Avec la rapidité, de conception que donne l’approche du danger, il se vit, en présence d’une femme qu’il ne connaissait même pas, le front humilié, l’air interdit, n’osant prononcer une parole, et ne sortant enfin de son silence que pour formuler une demande hasardée d’argent : à cette pensée il se sentit faiblir.

— Eh bien ! monsieur, reprit l’employé, désirez-vous que je vous accompagne chez notre demoiselle ?

On appelait demoiselle, à cette époque, toutes les femmes qui n’appartenaient pas à la noblesse.

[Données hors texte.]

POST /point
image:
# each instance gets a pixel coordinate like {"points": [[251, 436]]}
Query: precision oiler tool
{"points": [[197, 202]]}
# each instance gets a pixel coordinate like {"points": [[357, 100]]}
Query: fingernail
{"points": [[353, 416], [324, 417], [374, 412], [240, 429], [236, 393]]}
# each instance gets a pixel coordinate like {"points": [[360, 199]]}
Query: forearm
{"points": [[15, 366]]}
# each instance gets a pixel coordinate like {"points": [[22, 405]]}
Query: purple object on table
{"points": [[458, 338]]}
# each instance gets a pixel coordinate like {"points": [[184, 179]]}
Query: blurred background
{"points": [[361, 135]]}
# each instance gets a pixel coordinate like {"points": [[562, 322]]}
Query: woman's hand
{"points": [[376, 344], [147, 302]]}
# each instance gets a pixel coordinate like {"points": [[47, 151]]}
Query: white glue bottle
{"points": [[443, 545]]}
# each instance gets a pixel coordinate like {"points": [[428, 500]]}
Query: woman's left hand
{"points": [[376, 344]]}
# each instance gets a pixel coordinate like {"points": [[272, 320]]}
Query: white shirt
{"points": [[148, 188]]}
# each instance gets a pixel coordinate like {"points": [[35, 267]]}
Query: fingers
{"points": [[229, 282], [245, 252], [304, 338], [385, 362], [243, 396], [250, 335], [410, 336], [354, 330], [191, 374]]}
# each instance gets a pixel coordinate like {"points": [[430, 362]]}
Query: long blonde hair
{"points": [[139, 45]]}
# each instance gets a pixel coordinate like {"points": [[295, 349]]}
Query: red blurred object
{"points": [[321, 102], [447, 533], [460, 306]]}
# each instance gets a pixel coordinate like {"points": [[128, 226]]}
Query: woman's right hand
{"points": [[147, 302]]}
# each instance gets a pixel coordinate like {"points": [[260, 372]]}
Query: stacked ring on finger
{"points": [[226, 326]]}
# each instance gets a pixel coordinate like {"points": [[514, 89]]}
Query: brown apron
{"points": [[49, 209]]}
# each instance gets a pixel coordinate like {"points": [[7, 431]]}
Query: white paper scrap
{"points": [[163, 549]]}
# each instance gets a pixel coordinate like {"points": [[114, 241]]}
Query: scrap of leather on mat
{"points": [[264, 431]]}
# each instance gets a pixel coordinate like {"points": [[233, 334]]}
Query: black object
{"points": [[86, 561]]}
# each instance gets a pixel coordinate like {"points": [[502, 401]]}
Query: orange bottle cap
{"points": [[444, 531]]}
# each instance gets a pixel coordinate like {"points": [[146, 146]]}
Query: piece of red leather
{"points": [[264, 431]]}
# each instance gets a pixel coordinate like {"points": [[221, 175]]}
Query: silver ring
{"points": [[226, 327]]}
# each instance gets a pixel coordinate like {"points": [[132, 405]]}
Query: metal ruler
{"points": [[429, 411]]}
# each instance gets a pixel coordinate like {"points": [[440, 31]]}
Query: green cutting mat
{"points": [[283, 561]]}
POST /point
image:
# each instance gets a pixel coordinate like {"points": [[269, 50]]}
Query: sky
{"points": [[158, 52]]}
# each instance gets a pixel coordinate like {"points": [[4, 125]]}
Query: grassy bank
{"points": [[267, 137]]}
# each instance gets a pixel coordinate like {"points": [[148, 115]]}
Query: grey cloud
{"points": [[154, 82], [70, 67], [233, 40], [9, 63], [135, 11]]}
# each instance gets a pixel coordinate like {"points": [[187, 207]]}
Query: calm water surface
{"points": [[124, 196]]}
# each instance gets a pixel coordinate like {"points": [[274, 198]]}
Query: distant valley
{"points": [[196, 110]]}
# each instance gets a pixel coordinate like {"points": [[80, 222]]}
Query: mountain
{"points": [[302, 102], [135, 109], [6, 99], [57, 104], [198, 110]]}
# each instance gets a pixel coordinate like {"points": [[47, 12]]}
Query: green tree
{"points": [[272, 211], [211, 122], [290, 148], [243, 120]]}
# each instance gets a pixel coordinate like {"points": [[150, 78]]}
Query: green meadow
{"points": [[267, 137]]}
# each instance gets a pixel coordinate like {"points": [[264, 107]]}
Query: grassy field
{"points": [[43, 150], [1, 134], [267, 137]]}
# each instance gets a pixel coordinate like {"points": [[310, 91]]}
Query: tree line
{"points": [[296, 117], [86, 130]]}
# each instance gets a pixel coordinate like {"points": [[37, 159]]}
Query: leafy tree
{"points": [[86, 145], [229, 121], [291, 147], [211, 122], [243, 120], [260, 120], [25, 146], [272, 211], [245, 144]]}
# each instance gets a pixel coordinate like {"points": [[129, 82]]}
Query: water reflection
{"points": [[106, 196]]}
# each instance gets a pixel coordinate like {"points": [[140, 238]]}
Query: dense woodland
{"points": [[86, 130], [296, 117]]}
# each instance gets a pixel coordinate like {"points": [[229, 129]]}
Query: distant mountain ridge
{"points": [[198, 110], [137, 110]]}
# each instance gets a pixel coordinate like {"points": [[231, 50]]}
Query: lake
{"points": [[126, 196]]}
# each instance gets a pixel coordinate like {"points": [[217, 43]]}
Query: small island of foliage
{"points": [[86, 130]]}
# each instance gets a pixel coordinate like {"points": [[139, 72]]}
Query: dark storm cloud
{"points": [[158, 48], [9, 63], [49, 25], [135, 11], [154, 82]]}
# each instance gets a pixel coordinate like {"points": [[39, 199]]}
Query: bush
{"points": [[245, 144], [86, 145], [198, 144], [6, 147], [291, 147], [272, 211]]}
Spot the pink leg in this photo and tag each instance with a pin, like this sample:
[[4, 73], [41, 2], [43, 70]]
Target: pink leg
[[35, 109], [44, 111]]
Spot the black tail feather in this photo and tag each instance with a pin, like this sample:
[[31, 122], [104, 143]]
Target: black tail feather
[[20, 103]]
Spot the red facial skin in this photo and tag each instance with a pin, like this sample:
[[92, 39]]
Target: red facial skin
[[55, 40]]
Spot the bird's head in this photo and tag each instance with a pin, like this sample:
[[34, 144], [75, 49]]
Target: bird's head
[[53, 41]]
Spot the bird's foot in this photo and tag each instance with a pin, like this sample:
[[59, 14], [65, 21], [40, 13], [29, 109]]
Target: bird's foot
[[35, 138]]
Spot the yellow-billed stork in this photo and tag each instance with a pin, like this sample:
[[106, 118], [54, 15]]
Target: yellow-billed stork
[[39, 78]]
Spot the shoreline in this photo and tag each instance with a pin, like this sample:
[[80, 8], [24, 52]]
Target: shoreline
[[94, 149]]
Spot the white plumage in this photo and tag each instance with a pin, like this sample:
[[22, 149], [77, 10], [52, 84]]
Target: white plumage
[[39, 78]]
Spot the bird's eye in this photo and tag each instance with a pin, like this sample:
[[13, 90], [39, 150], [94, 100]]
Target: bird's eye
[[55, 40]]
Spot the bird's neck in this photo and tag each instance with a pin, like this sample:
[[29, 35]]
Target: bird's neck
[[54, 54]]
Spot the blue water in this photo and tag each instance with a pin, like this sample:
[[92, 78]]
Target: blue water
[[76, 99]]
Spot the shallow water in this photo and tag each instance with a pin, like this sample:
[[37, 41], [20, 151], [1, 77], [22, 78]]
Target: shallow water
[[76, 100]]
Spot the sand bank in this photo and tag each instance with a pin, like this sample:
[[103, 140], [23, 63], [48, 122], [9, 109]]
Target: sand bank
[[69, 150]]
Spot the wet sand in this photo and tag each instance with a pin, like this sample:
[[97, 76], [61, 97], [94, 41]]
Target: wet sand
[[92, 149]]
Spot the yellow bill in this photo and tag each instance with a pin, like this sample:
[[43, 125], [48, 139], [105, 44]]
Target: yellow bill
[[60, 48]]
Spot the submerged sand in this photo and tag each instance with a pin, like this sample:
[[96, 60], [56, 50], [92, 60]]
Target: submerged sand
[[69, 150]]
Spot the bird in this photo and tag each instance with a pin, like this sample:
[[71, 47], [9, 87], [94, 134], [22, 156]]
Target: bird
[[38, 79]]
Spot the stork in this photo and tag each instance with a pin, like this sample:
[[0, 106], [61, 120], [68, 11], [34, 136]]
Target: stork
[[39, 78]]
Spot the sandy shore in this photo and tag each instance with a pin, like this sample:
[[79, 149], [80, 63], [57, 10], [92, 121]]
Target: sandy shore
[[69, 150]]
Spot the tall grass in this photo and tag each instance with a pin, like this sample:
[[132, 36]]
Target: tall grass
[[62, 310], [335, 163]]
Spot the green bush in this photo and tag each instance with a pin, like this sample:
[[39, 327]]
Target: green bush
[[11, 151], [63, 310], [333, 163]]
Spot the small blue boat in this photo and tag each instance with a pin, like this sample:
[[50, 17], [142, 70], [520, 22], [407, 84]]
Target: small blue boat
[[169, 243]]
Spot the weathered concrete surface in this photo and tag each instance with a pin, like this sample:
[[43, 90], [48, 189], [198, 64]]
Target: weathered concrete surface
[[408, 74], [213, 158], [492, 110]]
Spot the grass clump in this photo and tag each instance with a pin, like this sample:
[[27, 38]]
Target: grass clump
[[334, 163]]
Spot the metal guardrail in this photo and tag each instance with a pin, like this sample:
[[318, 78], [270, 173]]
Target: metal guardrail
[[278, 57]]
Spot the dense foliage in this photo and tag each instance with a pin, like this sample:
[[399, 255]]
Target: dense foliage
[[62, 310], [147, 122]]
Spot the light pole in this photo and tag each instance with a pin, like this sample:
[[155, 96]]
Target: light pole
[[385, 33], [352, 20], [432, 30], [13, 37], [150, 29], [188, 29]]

De Morvan fut sur le point de refuser.

Deux considérations le retinrent : d’abord, il craignit que, s’il s’éloignait après l’esclandre qu’il avait fait en donnant une leçon de politesse au commis insolent, son départ ne ressemblât à une fuite ; ensuite que Nativa ne mît en doute ce grand dévoûment dont il avait fait parade auprès d’elle, et qui s’arrêtait timidement devant un premier obstacle.

Il fallait se décider promptement, car une hésitation plus longue eût eu pour résultat d’aggraver sa position.

De Morvan, ainsi que cela arrive souvent aux poltrons, brûla ses vaisseaux, afin de se fermer toute retraite.

— Allons voir mademoiselle Cointo, répondit-il.